In addition, Figure 4 shows the prediction results for a whole year. From Figure 4, it can be noted that the proposed GRNN model predicts the hourly solar radiation successfully. However, to provide deeper analysis of the proposed GRNN model, two zones, namely, A and B, are chosen from Figure 4 and illustrated more clearly in Figure 5. The selection of these zones is done based on the amount of cloud cover. These zones represent cloudy days where the proposed model prediction accuracy is expected to be low due to unstable solar radiation levels. From Figure 5, the accuracy of the proposed model for predicting the hourly solar radiation is acceptable whereas the generated values of the hourly solar radiation are close to the actual values even on totally overcast days. However, there is a time shift in some cases. This time shift is due to the difference between the calculated hour angle and the read hour angle that the solar radiation is measured at. This problem is usually solved by adding shifting constants to the models. It is assumed that each cycle in Figure 5 represents a whole solar day, where the first cycle is day 1 and the last is day 15. From Figure 5, it can be noticed that, on clear days such as 1, 3, 5, 8, 10, 11, and 15, the prediction is accurate and acceptable. On the other hand, for cloudy days such as 2, 6, 7, 12, 13, and 14, the prediction accuracy is lower than the previous case but still acceptable as most of the solar radiation prediction models’ accuracies degraded on cloudy days [13].

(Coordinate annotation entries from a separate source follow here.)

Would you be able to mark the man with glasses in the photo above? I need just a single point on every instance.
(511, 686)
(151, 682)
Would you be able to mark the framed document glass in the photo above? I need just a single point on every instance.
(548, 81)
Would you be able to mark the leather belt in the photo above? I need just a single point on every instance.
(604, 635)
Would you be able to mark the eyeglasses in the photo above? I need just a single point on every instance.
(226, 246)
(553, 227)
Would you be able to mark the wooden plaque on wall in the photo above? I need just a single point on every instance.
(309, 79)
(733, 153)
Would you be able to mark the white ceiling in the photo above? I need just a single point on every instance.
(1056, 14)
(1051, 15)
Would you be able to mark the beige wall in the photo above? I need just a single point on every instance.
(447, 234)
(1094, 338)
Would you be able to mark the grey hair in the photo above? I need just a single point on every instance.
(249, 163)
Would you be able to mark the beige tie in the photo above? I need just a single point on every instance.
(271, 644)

In order to validate the proposed model, we did two types of comparison; first, a comparison is between the proposed model and some location dependent models. From the conducted literature review, we found two location dependent models which are presented in (16) and (18). The model presented in (16) assumes that the hourly solar radiation can be described by trigonometric functions. In the meanwhile, the model presented in (18) assumes that the averages hourly ratios of hourly solar radiation to daily solar radiation in average can be described by a polynomial function of the second degree. In this research, we used the same data used to train the proposed model in developing these models. Figure 6 shows the development of these models.

In general, both models show good fitting of the average daily hourly ratios with -square values of 0.9413 for the model presented in (16) and 0.9721 for the model presented in (18). Despite these high -square values, these models are not expected to predict hourly solar radiation accurately for two reasons; the assumption of describing the hourly solar radiation by these mathematical functions is not accurate. Secondly, the developed models fit perfectly the average day but they may be unable to fit individual days. Figure 7 shows three days prediction results of these location dependent models.

From Figure 7, it is very clear that the prediction of these random days was inaccurate. Anyway, after ignoring the extreme underestimations of these models in Figure 7, we found that the average MAPE for the model presented in (16) is about 60% while it is about 40% for the model presented in (18).

However, for more fair comparison, the proposed model is compared with more accurate empirical models. A comparison between the proposed model and Liu-Jordan and Collares-Pereira models is conducted in this research. Figure 8 shows a sample of the comparison conducted for 8 solar days. From Figure 8, it is clear that the three models can predict hourly solar radiation data accurately in clear sky days. However, Liu-Jordan model generated underestimated values sometimes. In addition, the generated curves are slightly shifted in some days which caused overestimated values in the morning and underestimated value in the afternoon. On the other hand, generated profiles using Collares-Pereira model are sometimes narrower that the actual one which caused underestimations in the afternoon. As for the proposed model, it can be seen that it is more accurate than the other two models. However, the three models are not able to predict the solar radiation accurately in the cloudy days as compared to their ability in the clear sky days.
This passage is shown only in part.